A and B together can do a piece of work in 12 days; B and C together can do it in 15 days. If A is twice as good a workman as C, in how many days A alone will do the same work
Let the rate at which A works be a; the rate at which B works be b; the rate at which C work be c:
(a + b)*12 = 1
(b + c)*15 = 1
a = 2*c
gives
b + a/2 = 1/15
b = 1/15 - a/2
Substituting into the first equation:
(a + 1/15 - a/2)*12 = 1
a/2 + 1/15 = 1/12
a/2 = 1/12 - 1/15 = (15-12)/(15*12)
a/2 = 3/(15*12) = 1/(5*12) = 1/60
a = 1/30
The rate at which a works is 1/30 of the work per day; so a will complete the task in 30 days.
Let's assign some variables to the work rates of A, B, and C.
Let's say A's work rate is x units per day.
Then B's work rate is also x units per day since A is twice as good as B.
And C's work rate is (1/2)x units per day since A is twice as good as C.
Now let's use these work rates to solve the problem.
According to the given information:
A and B together can complete the work in 12 days.
So, their combined work rate is 1/12 of the work per day.
Therefore, the equation is:
(x + x) / 12 = 1
Similarly, B and C together can complete the work in 15 days.

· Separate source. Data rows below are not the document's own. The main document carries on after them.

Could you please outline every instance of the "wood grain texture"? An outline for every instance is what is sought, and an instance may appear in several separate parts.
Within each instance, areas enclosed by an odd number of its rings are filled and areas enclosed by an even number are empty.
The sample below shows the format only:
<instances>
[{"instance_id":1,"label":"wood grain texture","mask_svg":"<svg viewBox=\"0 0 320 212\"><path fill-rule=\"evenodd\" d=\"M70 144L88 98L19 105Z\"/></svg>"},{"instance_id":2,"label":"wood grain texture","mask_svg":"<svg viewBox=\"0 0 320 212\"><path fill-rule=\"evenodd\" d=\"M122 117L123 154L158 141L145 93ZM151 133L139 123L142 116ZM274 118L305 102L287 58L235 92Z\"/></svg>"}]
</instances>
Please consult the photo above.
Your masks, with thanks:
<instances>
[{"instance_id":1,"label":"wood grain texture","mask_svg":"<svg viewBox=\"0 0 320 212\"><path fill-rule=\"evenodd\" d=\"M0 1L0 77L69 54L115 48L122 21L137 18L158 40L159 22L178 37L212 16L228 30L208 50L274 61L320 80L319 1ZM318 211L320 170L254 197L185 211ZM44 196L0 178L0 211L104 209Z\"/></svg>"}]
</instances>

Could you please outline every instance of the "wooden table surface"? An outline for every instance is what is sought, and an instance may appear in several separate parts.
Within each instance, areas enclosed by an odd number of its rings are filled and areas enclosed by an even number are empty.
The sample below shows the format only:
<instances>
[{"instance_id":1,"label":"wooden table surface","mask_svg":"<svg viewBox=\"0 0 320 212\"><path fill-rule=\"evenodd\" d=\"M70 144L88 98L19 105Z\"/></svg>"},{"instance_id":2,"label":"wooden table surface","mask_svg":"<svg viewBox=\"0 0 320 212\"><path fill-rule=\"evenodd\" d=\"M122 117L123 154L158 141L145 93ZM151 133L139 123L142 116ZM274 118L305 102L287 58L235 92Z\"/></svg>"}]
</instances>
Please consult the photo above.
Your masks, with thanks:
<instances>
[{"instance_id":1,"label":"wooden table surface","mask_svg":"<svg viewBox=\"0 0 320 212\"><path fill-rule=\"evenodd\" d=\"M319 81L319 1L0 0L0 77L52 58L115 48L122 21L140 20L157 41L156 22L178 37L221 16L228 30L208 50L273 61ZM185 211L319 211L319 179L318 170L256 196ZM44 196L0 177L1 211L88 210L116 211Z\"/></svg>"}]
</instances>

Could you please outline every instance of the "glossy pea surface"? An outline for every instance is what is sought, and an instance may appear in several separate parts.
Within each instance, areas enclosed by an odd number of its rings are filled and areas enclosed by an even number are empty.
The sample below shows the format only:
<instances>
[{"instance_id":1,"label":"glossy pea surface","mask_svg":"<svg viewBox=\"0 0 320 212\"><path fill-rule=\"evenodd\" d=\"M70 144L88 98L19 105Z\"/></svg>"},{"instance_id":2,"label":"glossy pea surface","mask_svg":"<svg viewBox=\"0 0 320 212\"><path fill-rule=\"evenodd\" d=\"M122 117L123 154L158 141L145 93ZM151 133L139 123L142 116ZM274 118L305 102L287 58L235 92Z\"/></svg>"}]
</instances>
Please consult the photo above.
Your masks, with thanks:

So, their combined work rate is 1/15 of the work per day.
The equation becomes:
(x + (1/2)x) / 15 = 1
Now let's solve these equations to find the value of x.
(x + x) / 12 = 1
2x / 12 = 1
2x = 12
x = 6
Now that we know x = 6, we can find the work rate of A, B, and C.

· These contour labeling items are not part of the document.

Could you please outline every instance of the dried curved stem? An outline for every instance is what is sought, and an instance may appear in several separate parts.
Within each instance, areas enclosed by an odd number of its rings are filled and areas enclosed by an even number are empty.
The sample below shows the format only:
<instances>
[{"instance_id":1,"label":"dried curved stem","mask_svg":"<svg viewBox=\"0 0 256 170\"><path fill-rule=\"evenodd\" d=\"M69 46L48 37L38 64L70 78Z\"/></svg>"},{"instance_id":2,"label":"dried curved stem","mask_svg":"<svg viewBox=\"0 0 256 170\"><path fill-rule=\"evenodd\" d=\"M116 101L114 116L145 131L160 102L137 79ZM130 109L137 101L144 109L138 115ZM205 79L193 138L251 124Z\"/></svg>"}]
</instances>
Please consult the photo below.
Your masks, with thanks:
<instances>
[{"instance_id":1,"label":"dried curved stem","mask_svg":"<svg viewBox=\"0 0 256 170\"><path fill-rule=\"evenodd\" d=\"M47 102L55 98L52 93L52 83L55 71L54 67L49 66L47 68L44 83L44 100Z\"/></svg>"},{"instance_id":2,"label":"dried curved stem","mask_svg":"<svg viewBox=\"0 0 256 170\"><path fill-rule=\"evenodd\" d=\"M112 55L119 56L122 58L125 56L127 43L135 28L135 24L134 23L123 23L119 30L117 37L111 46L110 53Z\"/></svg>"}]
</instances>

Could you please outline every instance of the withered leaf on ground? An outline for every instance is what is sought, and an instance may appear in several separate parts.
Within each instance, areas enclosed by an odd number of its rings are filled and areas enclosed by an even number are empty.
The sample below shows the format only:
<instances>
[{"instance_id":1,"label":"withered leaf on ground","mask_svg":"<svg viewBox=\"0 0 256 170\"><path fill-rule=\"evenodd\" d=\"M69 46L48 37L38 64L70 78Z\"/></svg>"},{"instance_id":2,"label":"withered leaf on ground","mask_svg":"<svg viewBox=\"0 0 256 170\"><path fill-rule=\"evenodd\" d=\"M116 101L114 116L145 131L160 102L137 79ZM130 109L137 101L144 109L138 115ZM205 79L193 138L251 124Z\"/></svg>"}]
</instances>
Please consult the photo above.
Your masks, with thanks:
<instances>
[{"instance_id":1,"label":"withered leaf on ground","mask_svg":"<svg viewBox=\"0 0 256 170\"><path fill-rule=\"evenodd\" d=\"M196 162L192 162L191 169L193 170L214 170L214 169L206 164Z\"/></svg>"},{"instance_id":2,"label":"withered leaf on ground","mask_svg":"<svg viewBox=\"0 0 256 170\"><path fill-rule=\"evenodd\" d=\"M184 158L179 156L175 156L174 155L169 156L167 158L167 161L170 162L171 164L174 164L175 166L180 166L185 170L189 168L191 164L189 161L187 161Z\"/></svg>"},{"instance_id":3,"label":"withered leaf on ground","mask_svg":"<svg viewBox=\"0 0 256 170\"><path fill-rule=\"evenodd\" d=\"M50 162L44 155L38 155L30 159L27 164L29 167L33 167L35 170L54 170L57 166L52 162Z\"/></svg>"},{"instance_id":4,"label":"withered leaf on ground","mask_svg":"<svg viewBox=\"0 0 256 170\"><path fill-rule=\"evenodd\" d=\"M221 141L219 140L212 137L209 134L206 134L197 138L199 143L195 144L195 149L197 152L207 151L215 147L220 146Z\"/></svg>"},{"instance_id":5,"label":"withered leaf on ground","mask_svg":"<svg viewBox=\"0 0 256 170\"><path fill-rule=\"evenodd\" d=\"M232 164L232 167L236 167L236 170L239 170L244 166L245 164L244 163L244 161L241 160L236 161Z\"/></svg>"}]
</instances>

A's work rate = 6 units/day
B's work rate = 6 units/day
C's work rate = (1/2) * 6 = 3 units/day
Finally, to find out how many days A alone can complete the work, we can use A's work rate.
Let's assume it takes A alone t days to complete the work.

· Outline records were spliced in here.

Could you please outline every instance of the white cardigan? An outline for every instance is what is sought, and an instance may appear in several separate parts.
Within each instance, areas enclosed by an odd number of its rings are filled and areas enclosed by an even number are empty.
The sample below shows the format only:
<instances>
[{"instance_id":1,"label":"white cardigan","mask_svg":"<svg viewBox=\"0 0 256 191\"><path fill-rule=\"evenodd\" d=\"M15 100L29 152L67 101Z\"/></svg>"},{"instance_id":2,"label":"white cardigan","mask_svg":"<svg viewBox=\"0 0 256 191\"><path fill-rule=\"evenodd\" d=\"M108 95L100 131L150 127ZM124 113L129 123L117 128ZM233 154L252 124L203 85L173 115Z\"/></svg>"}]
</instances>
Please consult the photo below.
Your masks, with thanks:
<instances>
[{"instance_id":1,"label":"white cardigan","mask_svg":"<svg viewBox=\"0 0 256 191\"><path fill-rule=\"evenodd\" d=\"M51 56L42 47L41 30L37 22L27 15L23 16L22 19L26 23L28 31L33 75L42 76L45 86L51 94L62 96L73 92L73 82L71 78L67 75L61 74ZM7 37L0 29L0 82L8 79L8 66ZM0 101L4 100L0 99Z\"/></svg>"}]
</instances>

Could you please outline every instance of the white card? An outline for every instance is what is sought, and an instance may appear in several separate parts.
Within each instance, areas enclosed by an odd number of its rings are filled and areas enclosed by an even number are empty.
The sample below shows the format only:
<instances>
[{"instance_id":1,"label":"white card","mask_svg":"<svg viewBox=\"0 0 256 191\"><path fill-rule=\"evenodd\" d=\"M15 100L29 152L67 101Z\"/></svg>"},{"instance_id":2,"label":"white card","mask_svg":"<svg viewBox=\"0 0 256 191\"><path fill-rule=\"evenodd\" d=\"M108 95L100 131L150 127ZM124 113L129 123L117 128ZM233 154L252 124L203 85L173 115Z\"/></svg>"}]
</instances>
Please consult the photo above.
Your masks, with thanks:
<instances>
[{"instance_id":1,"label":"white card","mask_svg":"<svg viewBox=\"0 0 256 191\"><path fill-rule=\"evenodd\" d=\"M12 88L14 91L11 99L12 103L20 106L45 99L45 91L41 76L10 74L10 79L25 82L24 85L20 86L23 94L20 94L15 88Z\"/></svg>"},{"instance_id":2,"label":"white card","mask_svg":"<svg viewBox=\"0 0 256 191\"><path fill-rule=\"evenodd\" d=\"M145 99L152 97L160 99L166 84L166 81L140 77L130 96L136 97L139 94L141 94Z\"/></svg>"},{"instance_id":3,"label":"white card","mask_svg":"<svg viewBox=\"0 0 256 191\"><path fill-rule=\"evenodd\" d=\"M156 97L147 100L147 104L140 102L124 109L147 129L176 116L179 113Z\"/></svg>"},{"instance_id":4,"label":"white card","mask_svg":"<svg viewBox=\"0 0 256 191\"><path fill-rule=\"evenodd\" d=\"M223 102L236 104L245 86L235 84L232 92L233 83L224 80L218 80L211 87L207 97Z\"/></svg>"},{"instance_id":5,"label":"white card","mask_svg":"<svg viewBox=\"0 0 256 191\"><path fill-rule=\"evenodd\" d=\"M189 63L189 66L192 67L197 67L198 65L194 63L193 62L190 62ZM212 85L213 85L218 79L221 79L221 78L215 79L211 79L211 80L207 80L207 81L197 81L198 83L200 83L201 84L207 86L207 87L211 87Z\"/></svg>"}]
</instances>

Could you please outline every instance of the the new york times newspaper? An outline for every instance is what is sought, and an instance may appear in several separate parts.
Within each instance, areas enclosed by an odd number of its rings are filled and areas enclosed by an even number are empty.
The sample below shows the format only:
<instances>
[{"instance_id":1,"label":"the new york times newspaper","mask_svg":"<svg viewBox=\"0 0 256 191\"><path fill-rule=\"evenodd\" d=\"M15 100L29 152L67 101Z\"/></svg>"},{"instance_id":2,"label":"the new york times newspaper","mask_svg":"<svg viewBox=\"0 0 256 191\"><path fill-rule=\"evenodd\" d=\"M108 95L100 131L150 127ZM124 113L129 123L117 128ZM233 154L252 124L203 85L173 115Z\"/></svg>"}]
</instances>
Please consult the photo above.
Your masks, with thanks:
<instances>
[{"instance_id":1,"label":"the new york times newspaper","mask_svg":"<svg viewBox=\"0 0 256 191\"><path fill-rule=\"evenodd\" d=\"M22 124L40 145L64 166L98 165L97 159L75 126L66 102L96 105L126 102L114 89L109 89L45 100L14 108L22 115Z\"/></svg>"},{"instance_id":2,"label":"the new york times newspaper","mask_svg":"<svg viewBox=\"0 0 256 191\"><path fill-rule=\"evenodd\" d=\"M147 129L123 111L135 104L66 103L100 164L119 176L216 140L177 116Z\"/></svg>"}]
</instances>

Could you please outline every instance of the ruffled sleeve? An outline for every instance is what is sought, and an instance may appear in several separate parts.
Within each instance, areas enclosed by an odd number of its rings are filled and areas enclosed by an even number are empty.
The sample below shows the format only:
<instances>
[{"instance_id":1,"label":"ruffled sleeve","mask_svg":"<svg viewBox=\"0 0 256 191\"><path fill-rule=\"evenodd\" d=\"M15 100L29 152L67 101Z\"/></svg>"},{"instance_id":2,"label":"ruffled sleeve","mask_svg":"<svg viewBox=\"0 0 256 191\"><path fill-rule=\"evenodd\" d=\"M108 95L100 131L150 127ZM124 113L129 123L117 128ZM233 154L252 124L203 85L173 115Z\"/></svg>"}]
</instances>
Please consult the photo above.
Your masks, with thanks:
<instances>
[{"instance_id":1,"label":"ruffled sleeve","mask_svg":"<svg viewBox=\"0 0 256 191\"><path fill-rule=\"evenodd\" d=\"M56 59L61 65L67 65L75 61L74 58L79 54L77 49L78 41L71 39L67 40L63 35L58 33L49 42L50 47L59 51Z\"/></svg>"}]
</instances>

So, A's work rate multiplied by t should be equal to 1 (the whole work).
6 * t = 1
t = 1/6
Therefore, A alone can complete the same work in 1/6 of a day or approximately 0.1667 days.
To solve this problem, let's break it down step by step:
1. Let's assume that A's work rate is x units per day.
2. According to the problem, A is twice as good a workman as C. Therefore, C's work rate is (1/2)x units per day.
3. A and B together can do the work in 12 days. From this, we can calculate their combined work rate:
A + B = 1/12
=> A = 1/12 - B
4. Similarly, B and C together can do the work in 15 days. Using the same logic, we can calculate their combined work rate:
B + C = 1/15
=> C = 1/15 - B
5. Now, let's substitute the value of C in terms of B into the equation A + B = 1/12:
A = 1/12 - (1/15 - B)
A = 1/12 - 1/15 + B
A = (5 - 4)/60 + B
A = 1/60 + B
6. Since we know that A is twice as good as C, we can write the relationship between their work rates as:
A = 2C
=> 1/60 + B = 2(1/2x)
=> 1/60 + B = 1/x
=> B = 1/x - 1/60
7. Now, we can substitute the value of B back into the equation B + C = 1/15 to solve for C:
1/x - 1/60 + C = 1/15
C = 1/15 - 1/x + 1/60
8. We know that A + B = 1/12, so substituting the values of A and B, we get:
(1/60 + B) + B = 1/12
1/60 + 2B = 1/12
2B = 1/12 - 1/60
2B = 5/60 - 1/60
2B = 4/60
B = 1/30
9. Now, let's substitute the value of B back into the equation A = 1/60 + B to solve for A:
A = 1/60 + 1/30
A = (1 + 2)/60
A = 3/60
A = 1/20
10. Finally, to find how many days A alone can do the work, we can calculate A's work rate:
x = 1/20 units per day
Therefore, A alone can do the work in 20 days.
So, A alone can do the same work in 20 days.